Is it any better in Pyongyang?

“Pyongyang has electricity only four hours a day, two hours each during rush hour. In high-rise apartments, 300 to 400 people line up to use the elevators at rush hour. Apartments in the Hwasong district, which Kim Jong-un boasts about, are 70 to 80 stories high. The residents are frustrated. They go out in search of firewood because houses are not heated. Many homeowners move to the outskirts because they can’t get wood.”

But N. Korea builds 10,000 apartments a year.

“The Pyongyang sewer system was built in 1958-1959 before the People’s Army of China withdrew. They’re building skyscrapers on top of it. When you flush the toilet, it clogs and backs up on the first floor. A North Korean defector from Pyongyang called it “an apartment without a butthole.” They’re just building apartments in a rush without maintaining sewer pipes or expanding sewage disposal facilities.”
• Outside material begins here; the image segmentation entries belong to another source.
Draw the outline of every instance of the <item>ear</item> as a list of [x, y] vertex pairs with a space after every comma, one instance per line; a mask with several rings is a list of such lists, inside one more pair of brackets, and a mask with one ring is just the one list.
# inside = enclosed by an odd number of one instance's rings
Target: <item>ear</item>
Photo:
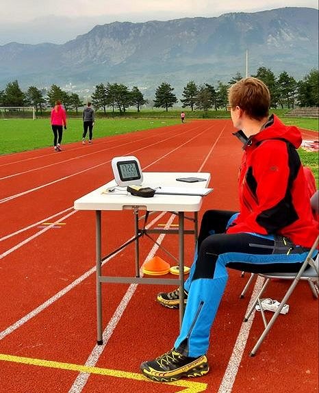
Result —
[[244, 111], [242, 110], [242, 109], [240, 106], [237, 105], [235, 107], [235, 110], [238, 118], [242, 117], [244, 114]]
Disposal of feces must be troublesome.

“Luckily, excrements have to be collected in the winter months. People fight over compost in cities and rural areas alike. Pyongyang is no exception. While the higher-ups pay the People’s leader to take care of it, the majority of the population composts their collected wastes by mixing them with briquette ashes. The collecting process is in full swing at this time of year.

Kim Jong-un has acknowledged the poor conditions in Pyongyang on several occasions. At a Politburo meeting Kim chaired in June 2020 amid the rampant spread of COVID-19, he openly addressed the urgent issue of sustaining the livelihood of Pyongyang’s residents. During his speech at the National Mothers’ Congress last December, he said, “We will first solve the problems of insufficient water and firewood, public transportation, elevators, and heating system for the capital’s citizens.” This means nothing has improved in three and a half years.”

Ko compared North Korea’s current aggressive stance to when it threatened “a sea of fire” upon Seoul in 2013. “In early 2013, North Korea threatened to turn Seoul into a ‘sea of fire’ daily, and Kim went to Jangjae Island and Mudo Island on the West Sea frontline and urged to ‘mow down the enemy lines,’ raising the risks of a possible war,” Ko said. “Jang Sung-taek’s power was great at the time, and Kim bluffed his way out because his power was vulnerable.”

He said North Korea is most likely ratcheting up hostile demonstrations against South Korea to cover up domestic turmoil. “A country that wants to go to war does not sell 5,000 containers of shells,” he added. “Kim’s biggest concern is passing on power to the fourth generation and continuing the ‘Kim Dynasty.’ How could he possibly go to war?”